In the end, it is talent that counts, and so far nothing has come out of California to match the above-mentioned work. An example is the Honda Element, which was designed in California for the youth market. The last I heard, the average age of Element buyers was well over 50.

By the way, no one mentioned “June Gloom” when the California light is as flat as a pancake or the fact summer temperatures are so hot you can't take a clay model outdoors to benefit from the natural light. A fun place to live it may be, however, empirical observations suggest it doesn't ensure great creative design.
Carl L. Olsen
Detroit, MI
Professor Emeritus
College for Creative Studies

If I Were King

I continue to be perplexed by the addition of small displacement engines in the market. These engines may be high- tech, but to get them to perform they must be turbocharged or supercharged. I believe American manufacturers should move away from small engines with forced induction. They are potentially less reliable and a higher risk for maintenance costs. And they don't get great gas mileage.

If I were the king at any of our struggling domestic auto makers, I would make three engine packages, all of them naturally aspirated. I would have a 3.3L in-line 4-cyl., a 5L V-6 and a 6.6L V-8. They would come standard with aluminum blocks and aluminum heads with SOHC valvetrains. As an option, DOHC heads would be available.

Much of the tooling would be the same for each engine package, and they would get great mileage because they would be big enough to keep from laboring, unlike smaller engines. These engines would perform better and would be more reliable.
Bill Hodgin
Lewisburg, OH

Strong Design, Not

While I usually agree with Drew Winter, I simply am not buying his assessment of BMW's recent designs (see WAW — Feb.'06, p.5). I've tried to warm up to the 5-series, but to my eyes, it only succeeds in making the 7-Series seem somewhat attractive.
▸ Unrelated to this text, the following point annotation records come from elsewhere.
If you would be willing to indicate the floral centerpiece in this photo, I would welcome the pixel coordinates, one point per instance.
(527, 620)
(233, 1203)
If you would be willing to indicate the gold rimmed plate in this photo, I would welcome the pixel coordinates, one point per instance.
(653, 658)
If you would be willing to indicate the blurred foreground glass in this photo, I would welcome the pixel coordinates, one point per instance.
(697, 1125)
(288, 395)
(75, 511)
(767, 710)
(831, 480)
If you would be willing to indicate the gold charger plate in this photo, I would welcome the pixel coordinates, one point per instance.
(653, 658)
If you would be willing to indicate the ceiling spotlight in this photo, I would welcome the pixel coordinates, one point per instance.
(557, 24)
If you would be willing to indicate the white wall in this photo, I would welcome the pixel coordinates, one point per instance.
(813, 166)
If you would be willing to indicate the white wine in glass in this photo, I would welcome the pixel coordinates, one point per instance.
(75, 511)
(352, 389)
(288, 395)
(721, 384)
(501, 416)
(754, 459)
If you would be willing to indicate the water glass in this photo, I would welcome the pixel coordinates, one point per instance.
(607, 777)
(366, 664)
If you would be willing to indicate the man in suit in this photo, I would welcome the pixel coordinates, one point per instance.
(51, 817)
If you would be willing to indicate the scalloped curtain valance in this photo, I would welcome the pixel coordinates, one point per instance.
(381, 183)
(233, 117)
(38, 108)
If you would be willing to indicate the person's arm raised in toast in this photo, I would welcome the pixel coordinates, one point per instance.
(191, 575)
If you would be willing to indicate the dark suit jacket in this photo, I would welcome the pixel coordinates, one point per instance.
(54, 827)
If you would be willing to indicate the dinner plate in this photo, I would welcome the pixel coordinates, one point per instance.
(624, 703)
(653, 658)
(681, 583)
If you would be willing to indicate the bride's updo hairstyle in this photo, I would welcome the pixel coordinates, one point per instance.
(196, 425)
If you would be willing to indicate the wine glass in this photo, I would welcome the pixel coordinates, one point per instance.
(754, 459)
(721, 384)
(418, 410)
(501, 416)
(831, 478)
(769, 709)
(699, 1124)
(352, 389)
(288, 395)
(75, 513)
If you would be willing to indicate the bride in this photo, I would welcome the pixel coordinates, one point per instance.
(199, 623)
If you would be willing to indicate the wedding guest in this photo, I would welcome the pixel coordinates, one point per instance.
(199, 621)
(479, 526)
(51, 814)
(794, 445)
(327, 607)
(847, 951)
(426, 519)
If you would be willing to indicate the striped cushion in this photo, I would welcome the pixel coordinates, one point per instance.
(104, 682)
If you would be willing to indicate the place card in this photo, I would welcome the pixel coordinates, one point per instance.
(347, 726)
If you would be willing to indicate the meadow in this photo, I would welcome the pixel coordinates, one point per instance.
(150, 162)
Toyota's sales are up as well, but that certainly cannot be attributed to Toyota being a design powerhouse. Did the previous generation Camry sell because it was such a beautiful design? BMW's sales are up, but those folks are buying into the dynamics they offer, or, sadly, more often than not, the cachet that accompanies the BMW badging.
Robert Wantin
Newport Beach, CA

Hybrid Numbers Not Hype

I just read Keith Gerlach's letter (see WAW — March '06, p.4), in which he criticizes the article, “Unplugging the Hybrid Hype” (see WAW — Jan.'06, p.32). I would like to show my support for the article.

Mr. Gerlach says hybrids “will be better all of the time” in comparison with conventional powertrains. My recent experiences demonstrate this is not true.

I have been traveling a lot between Ohio and Michigan recently and usually use a company fleet vehicle. I have made the exact same trip on three occasions. The first was in a Toyota Highlander Hybrid. It got 20 mpg (11.7 L/100 km). The second trip was in a Chevrolet Monte Carlo. It got 24 mpg (9.7 L/100 km). The most recent trip was in a Hemi-powered Chrysler 300C. It got 22 mpg (10.6 L/100 km).

These numbers are not hype. These are my real-world experiences.